I'm sure a similar function is used in, say, graphics software, when pixellating an image.

(If I solve this I'll be sure to post my results.)

+2  A: 

I recommend K-means clustering when you need to cluster N objects into a known number K < N of clusters, which seems to be your case. Note that one cluster may end up with a single outlier point and another with say 5 points very close to each other: that's OK, it will look closer to your original set than if you forced exactly 3 points into every cluster!-)

Alex Martelli
Thanks a bunch Alex! I guess clustering was the word I was hunting for. I'll give this K-means clustering a shot.
jonathanconway
You're welcome -- I'd add more specific suggestions if I knew your intended implementation language, precise needs, etc.
Alex Martelli
If you only have 15 points, this is totally fine - but if you're going to have thousands of points, K-means might be a bit slow.
Chris B
I've used it to cluster many thousands of points into a few hundreds clusters and it seemed fine (if the exact number of clusters WAS well known in advance). About K-Means, http://en.wikipedia.org/wiki/Cluster_analysis says "main advantages are simplicity and speed allowing it to run on large datasets", and that observation matches my experience. _Unsupervised_ clustering (find out the right # of clusters too) is a different problem, of course; nice survey at http://webmining.spd.louisville.edu/Websites/tutorials/UnsupervisedClustering/UnsupervisedClustering.html .
Alex Martelli
A: 

In general I think the area you need to search around in is "Vector Quantization". I've got an old book title Vector Quantization and Signal Compression by Allen Gersho and Robert M. Gray which provides a bunch of examples.

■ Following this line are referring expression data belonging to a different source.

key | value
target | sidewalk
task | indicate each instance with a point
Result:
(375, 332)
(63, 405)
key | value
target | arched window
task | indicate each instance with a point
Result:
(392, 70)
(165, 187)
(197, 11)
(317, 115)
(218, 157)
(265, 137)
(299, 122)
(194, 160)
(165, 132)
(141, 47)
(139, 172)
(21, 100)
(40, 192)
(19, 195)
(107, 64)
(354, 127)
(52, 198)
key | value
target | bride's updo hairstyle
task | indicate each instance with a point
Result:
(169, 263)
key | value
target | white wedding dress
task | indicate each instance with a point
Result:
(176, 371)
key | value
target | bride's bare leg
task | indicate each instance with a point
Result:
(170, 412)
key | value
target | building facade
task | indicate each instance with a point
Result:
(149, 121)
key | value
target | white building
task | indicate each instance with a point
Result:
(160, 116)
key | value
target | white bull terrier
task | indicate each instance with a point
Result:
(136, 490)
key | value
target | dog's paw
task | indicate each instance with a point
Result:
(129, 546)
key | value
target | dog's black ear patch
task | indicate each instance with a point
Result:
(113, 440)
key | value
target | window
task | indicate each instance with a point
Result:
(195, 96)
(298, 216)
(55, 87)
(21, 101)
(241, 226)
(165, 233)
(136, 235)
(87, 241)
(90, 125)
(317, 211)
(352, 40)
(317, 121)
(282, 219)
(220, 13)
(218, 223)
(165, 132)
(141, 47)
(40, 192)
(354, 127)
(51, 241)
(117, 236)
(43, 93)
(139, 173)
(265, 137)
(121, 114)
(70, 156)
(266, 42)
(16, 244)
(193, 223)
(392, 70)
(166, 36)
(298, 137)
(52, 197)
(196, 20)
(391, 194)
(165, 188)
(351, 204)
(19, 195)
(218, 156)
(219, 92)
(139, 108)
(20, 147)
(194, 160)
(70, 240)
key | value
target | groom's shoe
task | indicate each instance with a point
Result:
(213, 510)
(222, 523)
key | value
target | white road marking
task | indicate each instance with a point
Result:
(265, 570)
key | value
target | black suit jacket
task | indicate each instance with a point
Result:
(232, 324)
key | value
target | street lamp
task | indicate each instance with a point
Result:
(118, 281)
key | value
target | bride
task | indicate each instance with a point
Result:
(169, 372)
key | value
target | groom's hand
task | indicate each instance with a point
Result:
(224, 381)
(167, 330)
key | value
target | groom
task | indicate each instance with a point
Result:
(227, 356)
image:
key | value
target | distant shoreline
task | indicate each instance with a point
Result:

From memory, the Lloyd Iteration was a good algorithm for this sort of thing. It can take the input set and reduce it to a fixed sized set of points. Basically, uniformly or randomly distribute your points around the space. Map each of your inputs to the nearest quantized point. Then compute the error (e.g. sum of distances or Root-Mean-Squared). Then, for each output point, set it to the center of the set that maps to it. This will move the point and possibly even change the set that maps to it. Perform this iteratively until no changes are detected from one iteration to the next.

Hope this helps.

Adrian
Yep, fair summary of K-means (except you don't really need to measure the error if you're going to consider it stabilized when and only when "no changes are detected from one iteration to the next";-).
Alex Martelli
Adrian
+1  A: 

If you are searching for such functions/classes, have a look at MarkerClusterer and MarkerManager utility classes. MarkerClusterer closely matches the described functionality, as seen in this demo.